Because they are international, they link journalists across national and ethnic frontiers, improving the flow of information and providing a regional context for stories on such phenomena as smuggling or corruption that the local media don't have the means or the appetite to explore.
None of this would be of much use if the local media did not pick up on and reprint the output of organisations such as IWPR, but in recent years they have begun doing so. In some cases this has led to demonstrable changes to national and international policy. Investigative journalism, in other words, does still "work". It can change things, perhaps not sensationally, but incrementally.
What are the examples of this?
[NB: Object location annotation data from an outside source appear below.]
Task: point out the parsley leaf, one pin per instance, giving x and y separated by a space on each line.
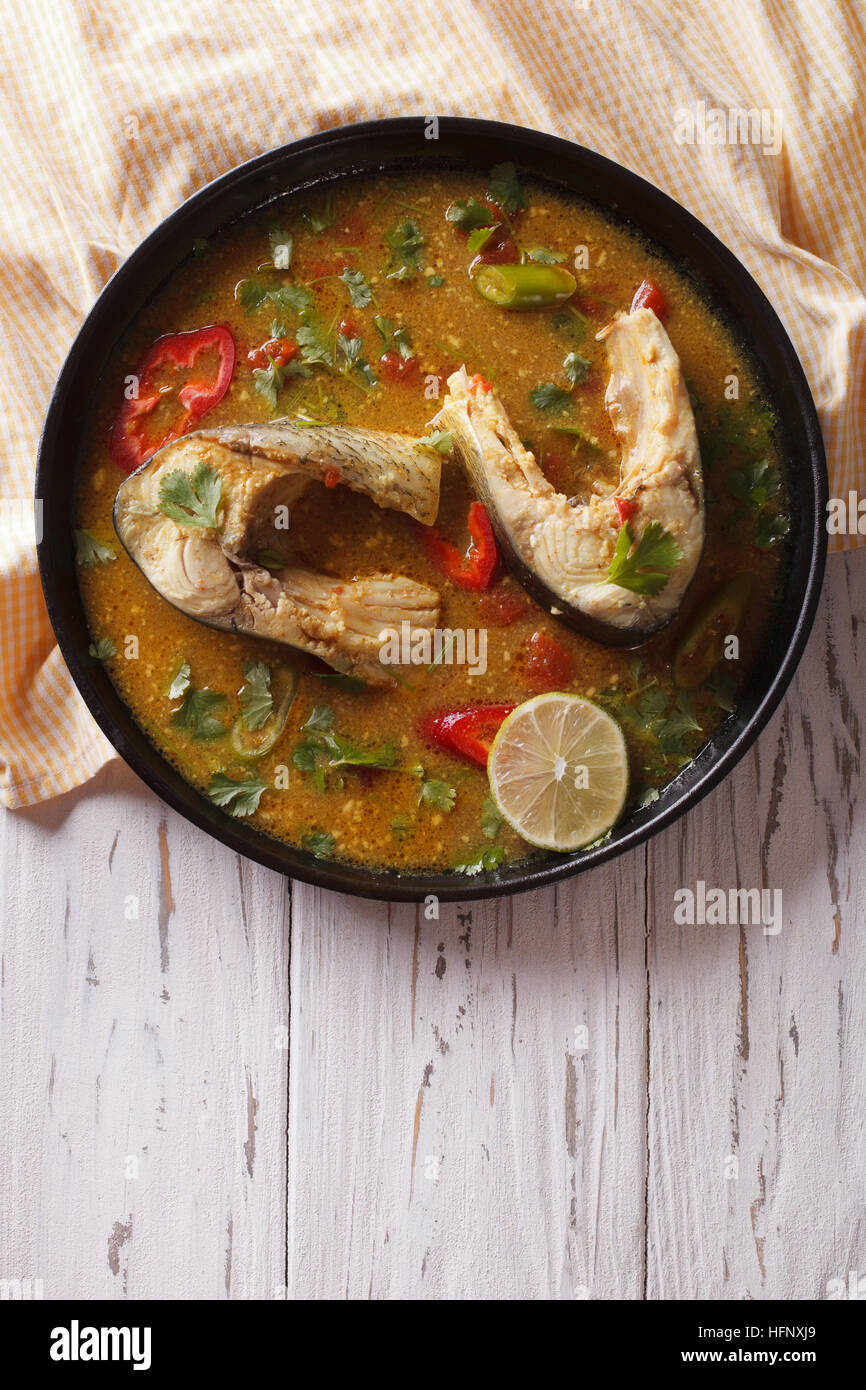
320 844
406 242
437 794
576 369
195 713
357 287
548 395
256 699
89 551
192 498
649 566
239 798
470 216
505 188
481 861
491 819
178 683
Here are three, picked pretty much at random from the IWPR files.
One investigation I edited last year revealed that a Bosnian Serb police raid on the home of indicted war crimes suspect Milan Lukic was not - as the Serb authorities claimed and as Lord Ashdown concurred - a welcome attempt by the Serb authorities to arrest an indicted war criminal. It was, in fact, a botched attempt by police to silence Lukic by shooting him dead in the course of his arrest, so that he would never divulge the whereabouts of the two leading indictees from the Bosnian war, Radovan Karadzic and Ratko Mladic (see BCR 495).
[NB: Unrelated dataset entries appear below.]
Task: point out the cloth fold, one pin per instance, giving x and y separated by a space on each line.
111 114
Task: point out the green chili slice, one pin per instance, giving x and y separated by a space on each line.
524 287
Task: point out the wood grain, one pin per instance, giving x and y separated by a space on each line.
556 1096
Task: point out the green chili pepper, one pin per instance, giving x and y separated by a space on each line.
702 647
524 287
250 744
Nerma Jelacic, who was in charge of that story, later wrote, “Our investigation into the police killing of an indicted war criminal's relative really had an effect in Bosnia. Its findings were used by an EU police inquiry, which led to questions being asked in the Bosnian Serb parliament and statements from the US ambassador and Lord Ashdown's office. It led to the sacking of the Bosnian Serb interior minister.”
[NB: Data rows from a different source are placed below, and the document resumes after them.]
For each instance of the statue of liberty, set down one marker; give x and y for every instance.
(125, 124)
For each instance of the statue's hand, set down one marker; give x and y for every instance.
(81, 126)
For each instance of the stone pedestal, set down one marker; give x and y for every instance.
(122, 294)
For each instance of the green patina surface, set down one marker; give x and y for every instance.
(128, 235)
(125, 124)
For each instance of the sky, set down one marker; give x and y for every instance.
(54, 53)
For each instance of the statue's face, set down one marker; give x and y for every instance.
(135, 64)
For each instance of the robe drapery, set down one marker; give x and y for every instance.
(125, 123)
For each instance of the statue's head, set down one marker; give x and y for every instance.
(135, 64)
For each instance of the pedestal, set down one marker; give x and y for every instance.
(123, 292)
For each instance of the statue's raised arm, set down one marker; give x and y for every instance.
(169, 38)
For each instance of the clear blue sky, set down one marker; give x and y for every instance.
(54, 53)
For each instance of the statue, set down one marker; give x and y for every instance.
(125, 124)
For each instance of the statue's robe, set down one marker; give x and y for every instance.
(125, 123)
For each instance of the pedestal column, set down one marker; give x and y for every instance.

An earlier investigation into Operation Sabre (BCR 435) - the police dragnet that rounded up thousands of suspects after the murder of Serbian prime minister Zoran Djindjic - uncovered the fact that ill-treatment of detainees had been far more widespread than statements from the Serbian government and from the United Nations and OSCE suggested. That led to Amnesty International taking up the issue and including parts of the report in a subsequent report on human rights in the region. Arguably, it has helped to prevent or at least limit the chances of the Serbian police using such tactics again in future.
A final example from last April (BCR 494) came from a journalistic newcomer, Tanja Vujisic, a Kosovo Serb living in the town of Mitrovica. She wrote a report for IWPR on how aid sent from Serbia to help Kosovo Serbs was ending up on sale in open-air markets. This fairly simple piece of reportage did not involve months of detective work - it was simply a case of reporting what was right before her eyes - but it forced the Red Cross in Serbia to conduct a re-examination of the way aid was being allocated and distributed in the region.
None of these articles brought down a government. But each in its own way forced the authorities to be that little bit more transparent in their dealings than they had been before. Each taught power to be a little less secretive and a little less arrogant. Not bad, in an age when the print media is widely thought to have lost most of its muscle-power, vis-a-vis the all-conquering television.
There is no shortage in the Balkans of journalists who have something to tell, as I found while running several training courses throughout the region last year. What they are short of - ironically, given the boom in the number of media outlets - is places where they can do their telling.
Marcus Tanner, IWPR’s editor/trainer in Belgrade, gave this presentation at a workshop organised by the Atlantic Council of Serbia and Montenegro and the Fund for Peace, held in Belgrade on April 11.